Not bad for someone who launched 6 months ago!
And it not just creating new collections that has kept Oge busy, but also sourcing help with manufacturing and sourcing fabrics.
“I feel like I should be doing more. When I talk to my mentors or with people like you, and they say I’ve done a lot, it’s quite surprising.”
“When I met you in that meeting, I was so surprised. I was like, there’s another Black person doing sustainable clothing? Because I felt that I was alone. That I was the only one doing this. People don’t give out information or advice, and this is what this industry actually needs.”
“I consciously try to not let all those things affect me – I’m an over thinker. My brand is a little different in that I love colours and that was something that during my rebranding I struggled with. A lot of sustainable brands use neutral colours and in my first collection I did just a pop of color and that was the styles that sold our in the first day.”
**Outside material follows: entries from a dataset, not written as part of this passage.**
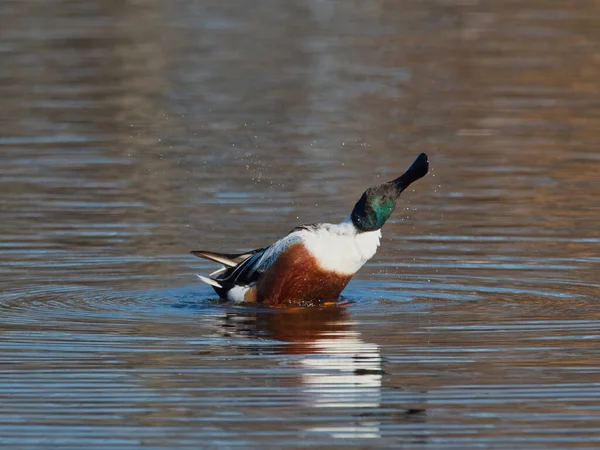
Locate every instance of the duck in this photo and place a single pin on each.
(313, 263)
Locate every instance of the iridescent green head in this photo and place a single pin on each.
(378, 202)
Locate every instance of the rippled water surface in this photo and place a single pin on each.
(133, 132)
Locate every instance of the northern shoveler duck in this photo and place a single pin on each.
(313, 263)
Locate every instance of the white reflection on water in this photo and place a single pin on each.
(343, 371)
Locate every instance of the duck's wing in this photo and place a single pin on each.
(246, 268)
(227, 259)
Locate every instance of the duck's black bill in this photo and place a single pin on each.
(417, 170)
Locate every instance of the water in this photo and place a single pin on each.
(131, 133)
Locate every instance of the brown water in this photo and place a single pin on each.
(133, 132)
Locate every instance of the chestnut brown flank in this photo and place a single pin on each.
(296, 279)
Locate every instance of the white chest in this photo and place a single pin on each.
(341, 250)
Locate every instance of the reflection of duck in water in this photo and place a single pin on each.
(338, 369)
(313, 263)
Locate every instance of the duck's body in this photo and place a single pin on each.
(315, 262)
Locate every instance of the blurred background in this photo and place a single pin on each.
(134, 131)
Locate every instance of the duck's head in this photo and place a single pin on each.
(378, 202)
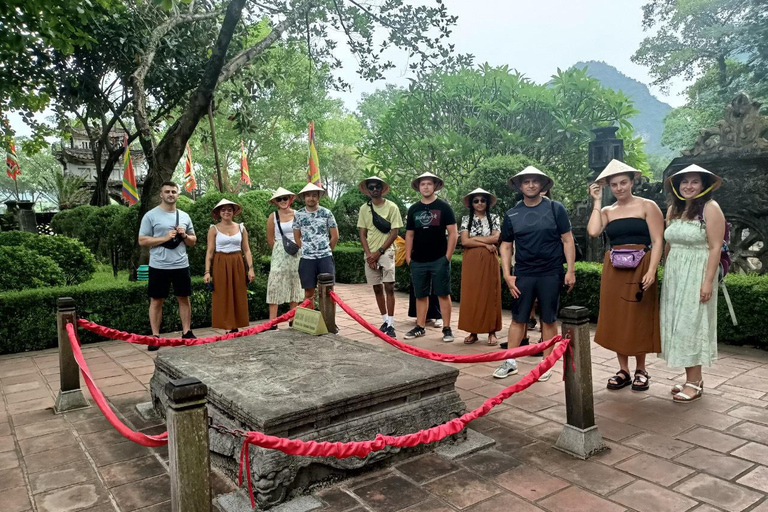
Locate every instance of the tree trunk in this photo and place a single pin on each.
(100, 195)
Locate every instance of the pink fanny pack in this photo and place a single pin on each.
(627, 258)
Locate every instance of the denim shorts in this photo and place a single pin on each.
(310, 269)
(431, 277)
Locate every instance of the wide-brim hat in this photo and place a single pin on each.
(514, 181)
(717, 181)
(364, 185)
(438, 181)
(311, 187)
(613, 168)
(281, 192)
(477, 192)
(224, 202)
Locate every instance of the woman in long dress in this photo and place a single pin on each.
(283, 284)
(480, 306)
(224, 265)
(694, 234)
(628, 321)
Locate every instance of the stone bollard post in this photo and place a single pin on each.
(70, 395)
(580, 436)
(189, 459)
(327, 306)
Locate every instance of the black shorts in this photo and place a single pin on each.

I am still growing and I am still figuring things out.
“Fabrics inspire my collection! I love prints and colours. My previous collections also inspire me, but each is a new experience. I’ve been waiting on Summer for the longest time – this is my time to shine. I went all out, using a lot of colour.”
“I don’t think my process is complicated, but sometimes I feel that my process is a bit everywhere! I start out writing on paper and make notes, prices, size range, sketches and attach fabrics – then I put it into my excel sheet.
I try not to be uptight, with everything looking perfect. I over think everything, but everything happens here (motions to her head!)
I’m just one person – I don’t know who I am, wanting to do all these things!